Follow the Money
Recent court decisions (re)affirming corporate personhood and premise that campaign contributions are (protected) free speech punctuated the fear of some that politicians—biennially for sale to the highest bidder—would increase in cost and become the exclusive province of the rich, which would give truth to the sobriquet, “the ruling class”.
It is unfair, however, to think only of politicians for sale, when it is politics in its broadest dimension that is for sale. In the instance of campaign contributions, for example, follow the money: campaigns are conducted to amass votes—to urge voters to cast their ballots for the campaigner or, at least, refrain from casting a vote for the opposition. So, is the tsunami of campaign contributions buying votes?…or, in kind, buying not (only) politicians but voters?
If we consider that campaign contributions are (in some way) buying votes/voters, it is awe inspiring to calculate the cost (value?) of a vote or, alternatively the price of a voter [an exercise left to the reader].

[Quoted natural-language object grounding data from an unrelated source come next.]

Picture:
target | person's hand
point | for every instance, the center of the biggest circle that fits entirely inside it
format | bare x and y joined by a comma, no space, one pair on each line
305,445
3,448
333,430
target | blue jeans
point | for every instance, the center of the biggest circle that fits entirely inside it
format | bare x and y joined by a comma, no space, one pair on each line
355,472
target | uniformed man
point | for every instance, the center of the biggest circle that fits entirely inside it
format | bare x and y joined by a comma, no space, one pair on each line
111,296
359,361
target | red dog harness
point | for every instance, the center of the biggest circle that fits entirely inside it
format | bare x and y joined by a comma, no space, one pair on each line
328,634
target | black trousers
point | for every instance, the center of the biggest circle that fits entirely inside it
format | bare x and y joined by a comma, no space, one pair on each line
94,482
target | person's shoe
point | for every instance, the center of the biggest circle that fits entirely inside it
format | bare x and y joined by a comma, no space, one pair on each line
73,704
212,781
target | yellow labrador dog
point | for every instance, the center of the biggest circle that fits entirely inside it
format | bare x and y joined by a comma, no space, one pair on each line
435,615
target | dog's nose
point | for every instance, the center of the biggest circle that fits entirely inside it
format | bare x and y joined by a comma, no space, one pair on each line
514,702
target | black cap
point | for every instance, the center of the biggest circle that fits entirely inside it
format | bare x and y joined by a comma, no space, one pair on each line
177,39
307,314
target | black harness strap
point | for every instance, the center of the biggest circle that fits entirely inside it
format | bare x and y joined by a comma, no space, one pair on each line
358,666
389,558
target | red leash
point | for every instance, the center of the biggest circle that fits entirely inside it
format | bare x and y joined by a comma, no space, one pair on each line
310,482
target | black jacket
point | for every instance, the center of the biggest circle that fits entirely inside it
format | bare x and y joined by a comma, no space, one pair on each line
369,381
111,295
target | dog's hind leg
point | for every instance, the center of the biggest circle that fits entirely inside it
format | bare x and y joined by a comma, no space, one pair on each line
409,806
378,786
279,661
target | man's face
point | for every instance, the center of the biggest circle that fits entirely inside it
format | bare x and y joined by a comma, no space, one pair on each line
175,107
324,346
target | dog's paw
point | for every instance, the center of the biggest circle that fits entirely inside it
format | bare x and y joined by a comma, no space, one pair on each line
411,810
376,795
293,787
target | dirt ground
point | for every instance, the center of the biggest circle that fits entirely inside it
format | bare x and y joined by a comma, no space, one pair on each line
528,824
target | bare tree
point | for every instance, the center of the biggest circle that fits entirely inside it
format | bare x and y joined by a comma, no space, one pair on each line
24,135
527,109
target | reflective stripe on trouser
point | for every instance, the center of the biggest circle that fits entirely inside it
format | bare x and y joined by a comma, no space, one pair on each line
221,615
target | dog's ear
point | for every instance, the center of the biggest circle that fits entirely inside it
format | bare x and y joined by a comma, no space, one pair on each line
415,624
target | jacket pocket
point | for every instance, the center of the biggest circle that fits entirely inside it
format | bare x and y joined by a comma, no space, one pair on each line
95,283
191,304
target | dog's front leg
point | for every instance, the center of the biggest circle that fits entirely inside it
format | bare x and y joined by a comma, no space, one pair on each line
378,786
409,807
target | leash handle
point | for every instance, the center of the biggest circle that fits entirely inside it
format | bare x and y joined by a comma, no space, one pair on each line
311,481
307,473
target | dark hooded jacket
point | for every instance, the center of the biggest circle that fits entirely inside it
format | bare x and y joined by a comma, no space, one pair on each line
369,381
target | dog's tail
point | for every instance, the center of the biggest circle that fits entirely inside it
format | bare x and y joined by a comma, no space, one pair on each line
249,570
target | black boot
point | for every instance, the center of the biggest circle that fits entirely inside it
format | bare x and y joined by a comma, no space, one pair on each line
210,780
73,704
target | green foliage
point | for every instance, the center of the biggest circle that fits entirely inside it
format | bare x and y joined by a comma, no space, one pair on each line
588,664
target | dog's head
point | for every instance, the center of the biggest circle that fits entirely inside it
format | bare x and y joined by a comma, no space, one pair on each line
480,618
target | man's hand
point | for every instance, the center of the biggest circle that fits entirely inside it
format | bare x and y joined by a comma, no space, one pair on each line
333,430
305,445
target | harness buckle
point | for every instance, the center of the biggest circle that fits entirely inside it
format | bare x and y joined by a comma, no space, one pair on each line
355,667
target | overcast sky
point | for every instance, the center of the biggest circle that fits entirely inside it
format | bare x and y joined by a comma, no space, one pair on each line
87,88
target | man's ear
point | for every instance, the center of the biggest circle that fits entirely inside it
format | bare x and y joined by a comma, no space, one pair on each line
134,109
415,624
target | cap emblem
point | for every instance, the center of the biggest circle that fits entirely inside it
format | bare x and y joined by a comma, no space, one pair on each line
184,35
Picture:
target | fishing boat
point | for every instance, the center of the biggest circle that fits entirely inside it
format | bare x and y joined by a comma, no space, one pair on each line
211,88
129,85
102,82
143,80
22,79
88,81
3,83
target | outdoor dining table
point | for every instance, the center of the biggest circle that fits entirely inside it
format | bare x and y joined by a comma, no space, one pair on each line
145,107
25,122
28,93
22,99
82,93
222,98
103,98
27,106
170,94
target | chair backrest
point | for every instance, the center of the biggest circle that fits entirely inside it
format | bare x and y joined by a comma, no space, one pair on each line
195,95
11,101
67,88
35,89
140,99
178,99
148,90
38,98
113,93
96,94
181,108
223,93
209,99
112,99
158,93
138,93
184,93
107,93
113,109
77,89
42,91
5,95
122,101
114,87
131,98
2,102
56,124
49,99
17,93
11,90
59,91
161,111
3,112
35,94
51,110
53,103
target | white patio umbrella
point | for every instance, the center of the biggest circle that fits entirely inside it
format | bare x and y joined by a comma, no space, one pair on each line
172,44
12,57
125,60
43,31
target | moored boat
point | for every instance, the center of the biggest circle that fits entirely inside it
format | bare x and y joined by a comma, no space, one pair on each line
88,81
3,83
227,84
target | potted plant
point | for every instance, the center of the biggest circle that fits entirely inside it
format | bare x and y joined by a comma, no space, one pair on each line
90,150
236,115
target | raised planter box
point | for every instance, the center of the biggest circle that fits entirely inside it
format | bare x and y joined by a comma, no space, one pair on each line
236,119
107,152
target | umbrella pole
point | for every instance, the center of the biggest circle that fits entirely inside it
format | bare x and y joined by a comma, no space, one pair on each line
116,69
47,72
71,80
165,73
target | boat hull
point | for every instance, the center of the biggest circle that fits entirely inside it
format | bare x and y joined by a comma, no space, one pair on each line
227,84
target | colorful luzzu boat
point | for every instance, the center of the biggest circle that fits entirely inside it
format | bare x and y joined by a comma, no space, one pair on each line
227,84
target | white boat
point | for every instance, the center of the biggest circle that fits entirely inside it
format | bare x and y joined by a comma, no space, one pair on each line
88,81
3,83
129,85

Once (in a Chicago-minute, when all politics was truly local) it was more direct to simply pay people for their vote—cash or spirits, take your pick. This stimulus to the economy really did trickle down. Thanks, in part, to exposure by the high-minded media, we have (largely) curtailed this practice. Too bad, perhaps: many citizens, struggling economically, would be delighted with such a biennial windfall. And, if the (contributing) power of unions has declined and shifted to the rich, all the better: doesn’t this represent a compelling expression of transfer payments—something to which every citizen is “entitled”?
Eschewing direct payment for votes leaves us to influence voters by information. Follow the campaign money to the media who, remember, vigorously exposed (and opposed) the practice of buying votes directly and then stepped into the brokerage role. True, the media (read Manchester Union Leader, et al) had traditionally played the influence card, but it seems they have raised the price, to their credit.
In some ways, the process of media influence has been made more transparent, thereby. Previously, revenue for ads for products from corporations who favored one or another candidate, party, or policy dictated (to one degree, or another) the stance of particular media outlets. But, in streamlining the process so that campaign money flows more specifically to ads to influence voters more directly, the hands of the media are cleaner and the (corporate) campaign contributors have better control over information (or, disinformation) content. Notice that the candidate running for office is increasingly out of the loop.
In fact, given the preference for “negative ads”, which need only mention the opposition, the need to actually have a candidate may be purely structural, and of lesser consequence.
To date, there seems to be no constitutionally acceptable legislative remedy that can reign in campaign spending and/or contributions. It appears to be beyond the control of the government. The right to buy political influence is (for the nonce) protected.
And, in the more pernicious case of negative ads and disinformation, The Constitution does not permit the government to address the problem more directly: the legislative branch tries by holding hearings; except for the “bully pulpit”, the executive branch is prohibited from using appropriated funds to lobby the (U.S.) public; and the judiciary more or less confines itself to principles and facts, not motives (Bush v. Gore, 531 U.S. 98, 2000, notwithstanding.)
There are some (questionable) instances where the federal government provides some (more or less) neutral campaign funding, but post-Obama-2008, that funding seems increasingly irrelevant. Nor would we want to establish a(n apolitical) Ministry Of Information, would we?
To return to the lucre, the insult to the system, from a populist point of view, is that voters are not getting true value for their vote—their entitlement. Their fair share of campaign contributions is siphoned off by the fourth estate.
What to do? What to do?
Phi Beta Iota: Yoda observes that the executive is not supposed to “lobby” the public. Whether or not that is the case, the fact is that a democratic government should be committed first and foremost to creating an informed engaged public through education for all–continuous education. It is the public that should be creating public intelligence in the public interest, at the same time that the government intelligence function should be so imbued with integrity that most of what passes today for policy (ideological idiocy combined with craven corruption) is made transparent to the public, and consequently rejected.